As a medical engineering assistant professor, Caltech Institute of Technology‘s Wei Gao created a unique wearable called CARES (consolidated artificial intelligence-reinforced electronic skin). It’s like electronic skin that sticks to your wrist. This brilliant sticker keeps an eye on nine different signs of stress without disrupting your regular daily routines. This means people can go about their day as usual while the device measures both normal stress levels and sudden stress reactions.
Stress is a tricky thing to understand. We use the word to talk about feeling stressed or stressful situations. Sometimes, we connect stress to physical issues like headaches or teeth grinding. “stress” covers many feelings, symptoms, behaviors, and experiences.
A doctor named Hans Selye was the first to call stress a medical condition. He noticed that many patients with different illnesses complained about similar things, like tiredness and lack of motivation. Selye thought they were all reacting to a common factor—being sick. So, he defined stress as the body’s “nonspecific response to any demand.”
Stress can feel like excitement or energy, but it can also bring negative feelings like shock or anxiety. No matter how we experience it emotionally, both short-term (acute) and long-term (chronic) stress can harm our physical and mental health, affecting how well we can do things.
Since stress is not specific and varies from person to person, there’s no one test to say how stressed someone is.Â
However, the body reacts in specific ways to stress, creating a bunch of signs that, when looked at together, can give an idea of how stressed a person might be. CARES, developed by Gao, keeps an eye on these signs to measure stress without relying only on what people say about their stress levels.
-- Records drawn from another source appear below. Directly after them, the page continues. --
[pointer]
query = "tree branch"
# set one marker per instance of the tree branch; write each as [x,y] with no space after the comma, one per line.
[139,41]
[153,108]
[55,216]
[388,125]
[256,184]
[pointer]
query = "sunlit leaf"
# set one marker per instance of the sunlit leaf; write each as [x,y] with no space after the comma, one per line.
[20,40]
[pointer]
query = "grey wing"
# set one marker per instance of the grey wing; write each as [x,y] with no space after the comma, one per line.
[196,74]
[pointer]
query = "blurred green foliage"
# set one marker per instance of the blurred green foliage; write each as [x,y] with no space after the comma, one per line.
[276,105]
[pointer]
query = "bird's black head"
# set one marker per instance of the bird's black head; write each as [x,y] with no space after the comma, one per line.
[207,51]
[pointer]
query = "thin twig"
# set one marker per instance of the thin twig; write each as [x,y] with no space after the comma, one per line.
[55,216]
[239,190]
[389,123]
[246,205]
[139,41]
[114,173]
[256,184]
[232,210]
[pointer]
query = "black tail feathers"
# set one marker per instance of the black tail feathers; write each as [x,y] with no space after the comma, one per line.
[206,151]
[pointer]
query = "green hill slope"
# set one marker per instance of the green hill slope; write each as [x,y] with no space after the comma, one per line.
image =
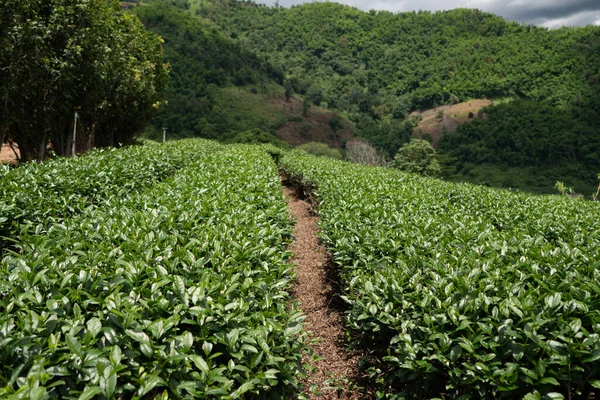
[375,68]
[219,87]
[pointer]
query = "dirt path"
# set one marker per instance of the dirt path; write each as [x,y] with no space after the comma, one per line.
[316,293]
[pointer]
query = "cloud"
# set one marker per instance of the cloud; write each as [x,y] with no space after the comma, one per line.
[549,13]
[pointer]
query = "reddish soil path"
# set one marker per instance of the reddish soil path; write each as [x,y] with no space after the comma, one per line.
[316,293]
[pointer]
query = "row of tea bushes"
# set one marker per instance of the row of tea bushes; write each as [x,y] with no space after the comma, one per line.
[45,193]
[178,290]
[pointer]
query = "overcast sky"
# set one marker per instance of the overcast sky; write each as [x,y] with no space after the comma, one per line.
[549,13]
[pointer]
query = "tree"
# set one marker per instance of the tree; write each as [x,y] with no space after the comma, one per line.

Gao Institute and a Ronald and JoAnne Willens Scholar explain, “When a person is under stress, hormones like epinephrine, norepinephrine, and cortisol are released into the bloodstream. Sweat becomes rich in metabolites like glucose, lactate, and uric acid and electrolytes like sodium, potassium, and ammonium. We have measured these substances before using microfluidic sampling on a wearable sweat sensor. What is new in CARES is that sweat sensors are integrated with sensors that record pulse waveforms, skin temperature, and galvanic skin response: physiological signals that indicate stress in predictable ways.”
New materials are making CARES perform even better. Previous materials used for sweat sensors were good at precise measurements. However, they broke down over time when exposed to bodily fluids. Now, CARES has improved by adding a nickel-based compound to stabilize enzymatic sensors and a new polymer for ion-based sensors. These changes make the sensors more stable for long-term use.
CARES still works like previous sweat sensors, running on batteries and connecting wirelessly to phones or computers through Bluetooth. Another cool feature is the use of machine learning. Stress affects the body in various ways, and CARES uses machine learning to interpret data accurately.
In experiments, subjects wearing CARES showed that the sensor could accurately measure the connection between physiological (like pulse) and chemical (like glucose) markers. People also shared their feelings of stress before and after activities like exercise or intense video games. CARES showed clear links between their reports and the physiological and chemical data it collected.
Gao notes, “High levels of stress and anxiety caused by demanding work environments, such as those experienced by soldiers or astronauts, can significantly affect performance. Early detection of the severity of stress allows for timely intervention. Our wearable sensor, combined with machine learning, has the potential to provide real-time stress-level insights.”
In conclusion, the study successfully developed a special electronic skin that can sense and measure stress responses in the body. This electronic skin uses advanced technology to monitor stress-related physical and chemical changes. This innovation has great potential for applications in stress management and healthcare. By providing a simple and efficient way to track stress levels, our electronic skin could improve overall well-being and enhance stress response monitoring.
Journal reference:
- Xu, C., Song, Y., Sempionatto, J.R. et al. A physicochemical-sensing electronic skin for stress response monitoring. Nature Electronics. DOI: 10.1038/s41928-023-01116-6.